Moran’s performances with Cassandra Wilson, Charles Lloyd, and the late Sam Rivers reveal the scope of Moran’s partnerships and music making. He’s also worked with visual artists Adrian Piper, Joan Jonas, Glenn Ligon, Adam Pendleton, Lorna Simpson, Kara Walker, Stan Douglas, and others. Recent awards and fellowships include the MacArthur Foundation, US Artists, Doris Duke Foundation and Ford Foundation. Moran collaborated with his wife, the mezzo-soprano/composer Alicia Hall Moran, as named artists in the 2012 Whitney Biennial, constructing BLEED, a five-day series of live performances spanning Motown to acupuncture to dance. They also created WORK SONGS for the 2015 Venice Biennial and continue to produce albums for their record label, YES RECORDS.
Since his first album, he has produced fourteen additional albums, created scores for Ava DuVernay’s films Selma and 13th, and author Ta-Nehisi Coates’ staged version of Between the World and Me. History is a recurring theme for Moran, who has mounted monumental touring works for Thelonious Monk (IN MY MIND: Monk at Town Hall 1959), Fats Waller (Fats Waller Dance Party, plus a Grammy-nominated album All Rise: An Elegy for Fats Waller) and James Reese Europe (James Reese Europe and the Absence of Ruin).
In 2018, Moran’s first solo museum exhibition opened at the Walker Art Center, Minneapolis, Minn., and traveled to ICA/Boston. The exhibition opened at the Whitney Museum of American Art in September 2019. Moran is currently the Artistic Director for Jazz at The Kennedy Center, teaches at New England Conservatory and Jazz Ahead, and curates the Artist’s Studio series for Park Avenue Armory in New York City.
Ashley Kahn is a Grammy-winning American music historian, author, professor and producer. He teaches at New York University’s Clive Davis Institute for Recorded Music, co-wrote Carlos Santana’s award-winning autobiography The Universal Tone: Bringing My Story to Light (Little, Brown, 2014), and is a producer of Carlos (2023), the documentary on Carlos Santana (Imagine Documentaries/Sony Pictures Classics). He has written books on two legendary recordings: Kind of Blue by Miles Davis and A Love Supreme by John Coltrane, and one on a legendary record label: The House That Trane Built: The Story of Impulse Records. His most recent book is George Harrison on George Harrison: Interviews and Encounters. He also edited Rolling Stone: The Seventies, a 70-essay overview of that pivotal decade.
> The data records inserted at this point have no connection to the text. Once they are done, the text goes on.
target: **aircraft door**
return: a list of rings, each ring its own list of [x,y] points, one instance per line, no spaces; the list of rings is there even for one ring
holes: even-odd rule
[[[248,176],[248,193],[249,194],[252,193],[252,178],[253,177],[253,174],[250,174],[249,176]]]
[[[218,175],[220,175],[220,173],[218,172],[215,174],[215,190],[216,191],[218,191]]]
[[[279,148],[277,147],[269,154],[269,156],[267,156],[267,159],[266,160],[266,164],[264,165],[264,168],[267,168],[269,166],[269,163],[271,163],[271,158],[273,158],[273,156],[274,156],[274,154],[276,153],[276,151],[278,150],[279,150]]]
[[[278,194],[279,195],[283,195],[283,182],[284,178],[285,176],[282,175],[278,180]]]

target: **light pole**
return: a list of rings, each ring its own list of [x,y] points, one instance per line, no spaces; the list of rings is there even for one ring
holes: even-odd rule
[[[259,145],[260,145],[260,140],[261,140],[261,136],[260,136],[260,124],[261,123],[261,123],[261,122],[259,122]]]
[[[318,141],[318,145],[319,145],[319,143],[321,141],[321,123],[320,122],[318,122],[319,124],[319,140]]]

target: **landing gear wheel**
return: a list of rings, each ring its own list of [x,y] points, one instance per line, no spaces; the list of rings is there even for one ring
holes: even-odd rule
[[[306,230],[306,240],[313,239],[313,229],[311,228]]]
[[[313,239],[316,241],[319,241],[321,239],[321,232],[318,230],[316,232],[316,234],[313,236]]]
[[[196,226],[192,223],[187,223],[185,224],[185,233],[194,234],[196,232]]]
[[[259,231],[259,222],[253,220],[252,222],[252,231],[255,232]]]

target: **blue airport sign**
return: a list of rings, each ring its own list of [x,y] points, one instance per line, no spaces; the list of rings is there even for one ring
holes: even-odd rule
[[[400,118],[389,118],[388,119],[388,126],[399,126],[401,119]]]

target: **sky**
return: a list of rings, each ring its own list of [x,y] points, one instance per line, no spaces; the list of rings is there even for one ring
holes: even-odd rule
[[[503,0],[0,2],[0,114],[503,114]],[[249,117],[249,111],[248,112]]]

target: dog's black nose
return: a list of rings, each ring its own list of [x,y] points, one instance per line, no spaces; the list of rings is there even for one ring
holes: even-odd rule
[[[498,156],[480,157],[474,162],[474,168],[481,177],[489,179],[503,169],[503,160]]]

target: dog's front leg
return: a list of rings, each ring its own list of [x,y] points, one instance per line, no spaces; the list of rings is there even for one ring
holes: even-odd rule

Kahn, who was recently awarded a Lifetime Achievement Award by the Jazz Journalists Association, broke into the music business as a tour manager and music festival producer, has held a variety of positions in radio, television, and online businesses. As a journalist, his byline has appeared in many publications and websites, including Rolling Stone, The New York Times, The New Statesman, and others, and his writing has garnered four ASCAP/Deems Taylor awards, and three Grammy nominations. In 2015, he was awarded a Grammy for his album notes to the John Coltrane release Offering: Live at Temple University, and in 2017, he received the Robert Palmer-Helen Oakley Dance Award for Excellence in Writing from the Jazz Journalists Association. Kahn has worked on many music documentaries in a variety of roles: as producer/director—Carlos; Kind of Blue: Made in Heaven for Sony Music (2005) — as a consultant/writer — Netflix’s Chasing Trane (2016) and Stanley Nelson’s documentary on Miles Davis for PBS (2018)—and as on-screen interviewee in PBS’s Soundbreaking: Stories from the Cutting Edge of Recorded Music (2016); BBC’s 1959: The Year That Changed Jazz (2009); and many others.